Eight steps to production

Author the JSON schema as a tool definition

Define the output shape in tools[0].input_schema. A JSON Schema object. Every required field listed in required[]. Every optional field has ["<type>", "null"] so the model can emit null. Every constrained string is an enum with an explicit escape (unclear, not_provided, other). Add pattern regex on IDs that have a known format.

Author the JSON schema as a tool definition

from anthropic import Anthropic
client = Anthropic()

EXTRACT_TOOL = {
    "name": "extract_record",
    "description": "Extract a structured record from a customer email.",
    "input_schema": {
        "type": "object",
        "properties": {
            "customer_id": {"type": "string", "pattern": "^cust_[0-9]+$"},
            "refund_amount": {"type": ["number", "null"]},
            "refund_reason": {
                "type": "string",
                "enum": ["damage", "wrong_item", "late", "other", "unclear"],
            },
            "urgency": {
                "type": "string",
                "enum": ["low", "medium", "high", "unclear"],
            },
        },
        "required": ["customer_id", "refund_amount", "refund_reason", "urgency"],
    },
}

↪ Concept: structured-outputs

Force tool_choice to the extraction tool

tool_choice: { type: 'tool', name: 'extract_record' } is the structural contract. The model has no choice but to fire the tool with arguments matching the schema. Any prose preamble or wrapping disappears. This single setting turns 85% prompt-only adherence into 100% structural adherence.
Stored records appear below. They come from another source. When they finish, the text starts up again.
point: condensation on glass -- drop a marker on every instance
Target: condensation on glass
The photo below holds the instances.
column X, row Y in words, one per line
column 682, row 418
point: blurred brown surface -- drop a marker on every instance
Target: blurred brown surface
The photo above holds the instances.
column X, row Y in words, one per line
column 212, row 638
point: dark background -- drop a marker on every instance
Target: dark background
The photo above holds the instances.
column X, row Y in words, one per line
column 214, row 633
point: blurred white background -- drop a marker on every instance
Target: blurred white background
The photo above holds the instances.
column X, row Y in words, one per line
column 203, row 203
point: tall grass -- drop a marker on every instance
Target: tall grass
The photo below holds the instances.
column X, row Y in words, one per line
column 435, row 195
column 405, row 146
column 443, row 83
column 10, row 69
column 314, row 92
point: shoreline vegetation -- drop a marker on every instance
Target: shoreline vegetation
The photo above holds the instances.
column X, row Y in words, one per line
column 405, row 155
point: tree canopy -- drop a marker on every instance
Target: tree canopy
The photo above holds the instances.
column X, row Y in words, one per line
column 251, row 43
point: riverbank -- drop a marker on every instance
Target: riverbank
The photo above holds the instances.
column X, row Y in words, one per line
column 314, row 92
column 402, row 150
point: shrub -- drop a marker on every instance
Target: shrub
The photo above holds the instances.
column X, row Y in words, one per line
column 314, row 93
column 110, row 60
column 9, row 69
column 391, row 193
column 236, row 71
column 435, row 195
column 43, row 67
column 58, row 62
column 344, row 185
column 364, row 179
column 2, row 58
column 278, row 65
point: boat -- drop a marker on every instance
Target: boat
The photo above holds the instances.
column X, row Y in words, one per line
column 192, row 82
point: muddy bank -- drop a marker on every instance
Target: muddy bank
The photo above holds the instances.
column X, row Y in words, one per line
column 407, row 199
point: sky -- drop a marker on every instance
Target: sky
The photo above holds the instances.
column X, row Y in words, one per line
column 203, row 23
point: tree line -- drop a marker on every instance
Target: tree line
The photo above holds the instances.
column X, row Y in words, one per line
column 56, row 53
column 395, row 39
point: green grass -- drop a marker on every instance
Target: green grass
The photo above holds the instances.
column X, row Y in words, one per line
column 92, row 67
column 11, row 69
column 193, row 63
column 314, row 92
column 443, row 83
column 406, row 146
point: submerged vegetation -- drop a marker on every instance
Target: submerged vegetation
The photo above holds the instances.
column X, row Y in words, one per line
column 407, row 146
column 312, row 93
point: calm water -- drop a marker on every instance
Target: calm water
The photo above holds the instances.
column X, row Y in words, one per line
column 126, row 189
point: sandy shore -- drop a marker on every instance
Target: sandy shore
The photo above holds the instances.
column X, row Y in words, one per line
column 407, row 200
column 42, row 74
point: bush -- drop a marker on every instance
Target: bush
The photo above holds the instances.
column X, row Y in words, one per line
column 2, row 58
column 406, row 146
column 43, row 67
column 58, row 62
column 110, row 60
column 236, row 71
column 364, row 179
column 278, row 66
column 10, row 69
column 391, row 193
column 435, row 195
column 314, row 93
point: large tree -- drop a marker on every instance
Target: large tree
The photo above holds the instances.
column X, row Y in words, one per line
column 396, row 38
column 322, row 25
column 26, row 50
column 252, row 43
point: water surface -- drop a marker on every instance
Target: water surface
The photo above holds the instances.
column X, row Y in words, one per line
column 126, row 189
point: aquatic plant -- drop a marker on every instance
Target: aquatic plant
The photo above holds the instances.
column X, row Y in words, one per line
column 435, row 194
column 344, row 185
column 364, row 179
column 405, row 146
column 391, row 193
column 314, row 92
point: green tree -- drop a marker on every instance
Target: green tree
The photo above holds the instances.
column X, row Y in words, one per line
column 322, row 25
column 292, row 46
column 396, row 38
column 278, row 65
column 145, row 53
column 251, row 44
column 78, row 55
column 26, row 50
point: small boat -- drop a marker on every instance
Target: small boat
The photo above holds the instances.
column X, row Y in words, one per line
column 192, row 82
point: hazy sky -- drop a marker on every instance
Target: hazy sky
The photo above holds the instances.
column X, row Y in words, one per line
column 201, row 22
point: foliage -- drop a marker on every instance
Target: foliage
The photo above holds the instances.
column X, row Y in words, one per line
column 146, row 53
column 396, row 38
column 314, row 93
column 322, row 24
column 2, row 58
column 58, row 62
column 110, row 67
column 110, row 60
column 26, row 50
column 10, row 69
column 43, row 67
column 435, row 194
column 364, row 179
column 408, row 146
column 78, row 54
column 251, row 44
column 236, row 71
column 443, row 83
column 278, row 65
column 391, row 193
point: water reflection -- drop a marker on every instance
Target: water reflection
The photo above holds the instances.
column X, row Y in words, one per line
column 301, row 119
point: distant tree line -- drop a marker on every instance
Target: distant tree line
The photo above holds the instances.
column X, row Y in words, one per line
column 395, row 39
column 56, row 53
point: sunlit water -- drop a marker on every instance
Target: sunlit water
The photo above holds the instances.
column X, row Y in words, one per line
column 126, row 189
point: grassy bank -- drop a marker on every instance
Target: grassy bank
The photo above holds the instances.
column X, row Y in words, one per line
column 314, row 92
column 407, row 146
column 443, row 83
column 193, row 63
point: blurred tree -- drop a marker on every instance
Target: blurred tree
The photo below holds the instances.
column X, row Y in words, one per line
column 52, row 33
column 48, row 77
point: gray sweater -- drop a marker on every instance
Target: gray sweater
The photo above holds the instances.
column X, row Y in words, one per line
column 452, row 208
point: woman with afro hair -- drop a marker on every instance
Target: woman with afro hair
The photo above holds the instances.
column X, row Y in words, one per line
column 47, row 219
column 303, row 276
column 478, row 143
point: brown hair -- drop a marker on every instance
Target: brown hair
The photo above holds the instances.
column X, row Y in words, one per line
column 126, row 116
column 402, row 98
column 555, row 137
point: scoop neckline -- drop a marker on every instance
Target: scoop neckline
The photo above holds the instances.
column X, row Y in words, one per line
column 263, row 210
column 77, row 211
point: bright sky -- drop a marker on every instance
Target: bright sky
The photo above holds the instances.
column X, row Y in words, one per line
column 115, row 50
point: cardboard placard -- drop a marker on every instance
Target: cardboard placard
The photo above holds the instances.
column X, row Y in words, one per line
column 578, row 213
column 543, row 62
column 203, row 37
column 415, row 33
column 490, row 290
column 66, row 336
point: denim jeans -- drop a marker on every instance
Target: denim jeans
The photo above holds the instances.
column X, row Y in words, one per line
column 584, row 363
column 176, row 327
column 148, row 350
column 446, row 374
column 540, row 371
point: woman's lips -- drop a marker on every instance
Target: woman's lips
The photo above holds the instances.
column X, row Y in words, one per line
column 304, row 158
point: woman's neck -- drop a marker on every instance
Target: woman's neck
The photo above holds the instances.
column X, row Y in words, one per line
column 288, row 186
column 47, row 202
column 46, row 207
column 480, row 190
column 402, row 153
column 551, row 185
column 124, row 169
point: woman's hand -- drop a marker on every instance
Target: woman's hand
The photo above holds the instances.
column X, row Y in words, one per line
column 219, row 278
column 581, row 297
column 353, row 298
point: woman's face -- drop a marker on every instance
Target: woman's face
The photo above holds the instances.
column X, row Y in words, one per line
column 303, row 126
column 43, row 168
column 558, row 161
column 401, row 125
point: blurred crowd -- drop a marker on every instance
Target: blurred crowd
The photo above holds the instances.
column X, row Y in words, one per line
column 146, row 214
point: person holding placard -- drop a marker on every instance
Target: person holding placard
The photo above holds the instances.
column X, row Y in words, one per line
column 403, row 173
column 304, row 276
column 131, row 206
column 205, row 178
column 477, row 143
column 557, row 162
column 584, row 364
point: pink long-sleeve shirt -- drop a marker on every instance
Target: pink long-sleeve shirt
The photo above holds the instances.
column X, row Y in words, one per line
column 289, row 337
Force tool_choice to the extraction tool

def extract_one(email_text: str) -> dict:
    resp = client.messages.create(
        model="claude-sonnet-4.5",
        max_tokens=1024,
        tools=[EXTRACT_TOOL],
        tool_choice={"type": "tool", "name": "extract_record"},
        messages=[{"role": "user", "content": email_text}],
    )
    # The model MUST emit a tool_use block matching EXTRACT_TOOL.input_schema
    for block in resp.content:
        if block.type == "tool_use" and block.name == "extract_record":
            return block.input  # already a dict matching the schema shape
    raise RuntimeError("forced tool_choice did not yield tool_use. SDK bug")

↪ Concept: tool-choice

Add nullable types and enum escape hatches

Every field that might be genuinely missing in the source gets ["<type>", "null"]. Every constrained string includes an explicit unclear / not_provided / other option. This gives the model an honest exit when the source is silent. Without it, required-string fields force fabrication. Pair with a few-shot example showing the model correctly emitting unclear.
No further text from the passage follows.